Le calme des vieilles troupes.
C’est bien le rythme et la vivacité qui font d’abord l’intérêt du Choix des armes et qui permettent de passer au dessus d’un scénario un peu funambulesque. Qu’est-ce que j’entends par là ? Non pas un scénario vraiment compliqué, fuligineux, incompréhensible, comme il en existe tant et tant : non, le récit est bien maîtrisé et clairement conté. Mais plutôt parce que le scénario, de Michel Grisolia (à qui on doit notamment Flic ou voyou, agréable polar parodique de Georges Lautner avec Jean-Paul Belmondo) est assez mécanique et que, comme toutes les mécaniques, il manque un peu de chaleur et de chair.
Un défaut important, par exemple, dont on ne s’aperçoit qu’après coup (parce que, pendant le film, on est entraîné par la cadence rapide, tendue, violente), un défaut important est la suite invraisemblable de hasards qui périodiquement mettent en contact les protagonistes : c’est ainsi que Mickey (Gérard Depardieu) revient dans la grande maison de Noël Durieux (Yves Montand) exactement au moment où les policiers Bonnardot (Michel Galabru) et Sarlat (Gérard Lanvin) s’apprêtent à la quitter ; que Mickey croise fortuitement (ou bien facilement) son ancien ami Dany (Richard Anconina) qui va l’aider ; que Durieux et Ricky (Jean-Claude Dauphin), le complice drogué, n’ont pas grand mal et n’attendent pas longtemps avant de tomber sur Mickey ; qui lui-même repère un peu plus tard par hasard les deux hommes ; que Durieux quitte sa maison, y laissant Mickey presque au moment où la police arrive et qu’il y revient précisément lorsque Sarlat va arrêter Mickey…
Je conçois que ces notations sont à peu près incompréhensibles pour qui n’a pas vu le film ou l’a à peu près oublié. Sans doute, mais on peut tout de même ainsi assez bien se rendre compte du caractère un peu artificiel de la machinerie.
Ce qui ne rend pas du tout, pour autant, le film négligeable. Je l’ai souvent dit et le répète : ce qui est primordial, dans un thriller de genre, c’est le rythme, le halètement qu’on ressent en suivant ses péripéties, le fait qu’on ne puisse pas décrocher de l’histoire racontée, quel que soit son degré de vraisemblance.

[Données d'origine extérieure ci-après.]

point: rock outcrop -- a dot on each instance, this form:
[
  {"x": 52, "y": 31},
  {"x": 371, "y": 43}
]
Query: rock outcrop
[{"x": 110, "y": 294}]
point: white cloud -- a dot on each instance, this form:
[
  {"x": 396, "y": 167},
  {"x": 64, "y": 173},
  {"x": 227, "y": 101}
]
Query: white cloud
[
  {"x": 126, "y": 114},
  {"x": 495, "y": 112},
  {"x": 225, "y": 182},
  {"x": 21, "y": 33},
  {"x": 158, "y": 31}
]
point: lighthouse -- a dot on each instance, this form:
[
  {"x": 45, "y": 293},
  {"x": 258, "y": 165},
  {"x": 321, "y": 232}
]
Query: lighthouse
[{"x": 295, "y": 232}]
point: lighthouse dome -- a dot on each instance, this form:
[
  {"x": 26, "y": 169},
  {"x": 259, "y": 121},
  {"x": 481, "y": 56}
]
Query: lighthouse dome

D’autant qu’il y a dans Le choix des armes quelque chose qui est toujours intéressant : la collision entre deux mondes, doublée ici d’une collision entre deux générations.
Même si, là aussi, c’est assez théâtralisé, les séquences parallèles du début du film qui passent assez rapidement du monde crasseux de Mickey/Depardieu au monde opulent et paisible de Durieux/Montand, des blocs d’immeuble dévastés des petites frappes (à La Courneuve en Seine Saint-Denis) à la belle demeure où Durieux et sa femme Nicole (Catherine Deneuve) élèvent des chevaux sont très efficaces ; vieux procédé, certes, mais très bien appliqué.
Voilà encore un film interprété avec densité ; il est possible de penser que le rôle de Durieux, truand retiré des affaires aurait été mieux tenu par Lino Ventura que par Yves Montand, que le rôle de Catherine Deneuve est d’une grande platitude et la rend presque insignifiante ; que Gérard Lanvin hystérise trop le personnage du jeune policier. Mais Gérard Depardieu apporte à tout moment son éblouissant talent, dans les crises de folie furieuse tout autant que dans l’attendrissement devant sa toute petite fille qui ne le connaît pas, Galabru est bourru et minable comme il faut et les rôles secondaires (Christian Marquand, Jean Rougerie, Étienne Chicot, Jean-Claude Bouillaud) sont excellents dans leurs jus divers et presque melvilliens.
Talent singulier d’Alain Corneau, réalisateur disparate, capable du meilleur, crasseux (Série noire), janséniste (Tous les matins du monde), nerveux (Police python 357), exotique (Stupeur et tremblements) et du pire, poussif (La menace), niais (Le prince du Pacifique), scandaleux (le remake du Deuxième souffle) … Trotskyste, en plus. Et mort sans qu’on en parle plus guère.